Additional scripts in experiments/mcpatlas/scripts/ for ad-hoc exploration and reporting:

Script Purpose
underspec_viewer.py Interactive HTML viewer for exploring underspec variants (prompts, segments, trial traces)
underspec_stats.py Print statistics (dimension, severity, segments) grouped by ambiguity class
sample_from_filtered.py Sample from filtered variants with diversity constraints (class balance, task spread)
generate_categorization_report.py HTML report showing tasks grouped by category with judge reasoning
aggregate_passed_tasks.py Aggregate passed task IDs across model runs (union/intersection)
categorize_underspec_tasks.py LLM-based categorization (overspecified/new_task/underspecified) — alternative to process_underspec_run.py
compute_mcpatlas_summary.py Consolidated Table 3 summary: baseline/underspec/+user pass@3, Ask%, Gain/Q
plot_pass3_comparison.py Config-file-driven pass@3 charts — alternative to plot_pass3_from_runs.py
prepare_underspec_dataset.py Config-driven dataset preparation pipeline (uses configs/*.yaml)
run_ask_user_analysis.sh Batch wrapper for analyze_ask_user.py + plot_ask_user.py across multiple runs

Troubleshooting

Docker containers won't start

Check Docker is running and has sufficient memory (8GB+ recommended):

docker info

Services not ready

Check container logs:

docker logs mcpatlas-agent-env

Port already in use

MCP-Atlas uses two local ports:

  • 1984 for the Dockerized agent-environment MCP servers
  • 3000 by default for the local mcp_eval completion service (PORT in mcp-atlas/.env may override this, e.g. 3001)

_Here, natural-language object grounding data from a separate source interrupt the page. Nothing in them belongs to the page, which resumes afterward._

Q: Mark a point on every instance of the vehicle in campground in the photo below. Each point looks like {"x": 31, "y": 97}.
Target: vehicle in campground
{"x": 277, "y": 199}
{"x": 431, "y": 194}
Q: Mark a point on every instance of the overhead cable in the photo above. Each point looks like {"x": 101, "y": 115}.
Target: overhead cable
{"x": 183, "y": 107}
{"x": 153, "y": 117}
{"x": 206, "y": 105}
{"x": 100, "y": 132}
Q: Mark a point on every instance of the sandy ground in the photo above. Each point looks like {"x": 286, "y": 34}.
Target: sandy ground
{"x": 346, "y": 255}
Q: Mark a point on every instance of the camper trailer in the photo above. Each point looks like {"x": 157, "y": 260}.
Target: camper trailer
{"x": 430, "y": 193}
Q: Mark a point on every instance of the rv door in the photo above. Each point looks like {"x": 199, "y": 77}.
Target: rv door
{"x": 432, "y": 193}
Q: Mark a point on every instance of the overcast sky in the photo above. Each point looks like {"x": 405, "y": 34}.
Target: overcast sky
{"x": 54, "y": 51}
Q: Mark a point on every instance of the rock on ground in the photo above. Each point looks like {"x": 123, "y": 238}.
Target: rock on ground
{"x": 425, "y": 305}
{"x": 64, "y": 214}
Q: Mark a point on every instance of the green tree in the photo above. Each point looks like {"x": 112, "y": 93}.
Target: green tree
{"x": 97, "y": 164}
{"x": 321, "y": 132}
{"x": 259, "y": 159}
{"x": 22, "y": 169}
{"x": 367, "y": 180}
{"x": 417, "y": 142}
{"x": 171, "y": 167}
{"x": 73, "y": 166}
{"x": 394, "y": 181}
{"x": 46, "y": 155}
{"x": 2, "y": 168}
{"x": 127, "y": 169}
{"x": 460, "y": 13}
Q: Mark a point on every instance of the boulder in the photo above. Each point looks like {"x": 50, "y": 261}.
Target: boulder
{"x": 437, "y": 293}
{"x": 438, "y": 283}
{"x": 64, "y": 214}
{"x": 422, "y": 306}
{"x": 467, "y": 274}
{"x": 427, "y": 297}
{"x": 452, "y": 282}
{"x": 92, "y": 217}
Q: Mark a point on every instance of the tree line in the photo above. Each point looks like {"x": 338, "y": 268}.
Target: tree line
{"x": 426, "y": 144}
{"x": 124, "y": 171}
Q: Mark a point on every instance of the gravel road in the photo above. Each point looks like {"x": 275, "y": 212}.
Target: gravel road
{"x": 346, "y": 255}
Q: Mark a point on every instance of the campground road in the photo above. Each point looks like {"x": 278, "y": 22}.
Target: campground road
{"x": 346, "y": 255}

If make run-docker fails with Bind for 0.0.0.0:1984 failed: port is already allocated, find and stop the stale Docker container:

docker ps --format '{{.ID}}\t{{.Names}}\t{{.Ports}}' | rg '1984'
docker stop <container_name_or_id>
# If needed:
docker rm -f <container_name_or_id>

If make run-mcp-completion fails because the completion-service port is already in use, first check PORT= in mcp-atlas/.env, then stop the old completion service in its original terminal with Ctrl-C. If you no longer have that terminal, find the listening process and kill it:

# Replace 3000 with the value from PORT= in mcp-atlas/.env
sudo ss -ltnp '( sport = :3000 )'
kill <pid>
# If needed:
kill -9 <pid>

To check both ports at once:

docker ps --format '{{.ID}}\t{{.Names}}\t{{.Ports}}' | rg '1984|3000'
ss -ltnp '( sport = :1984 or sport = :3000 or sport = :3001 )'

API errors

Verify your .env file has the required API keys for the servers your tasks use.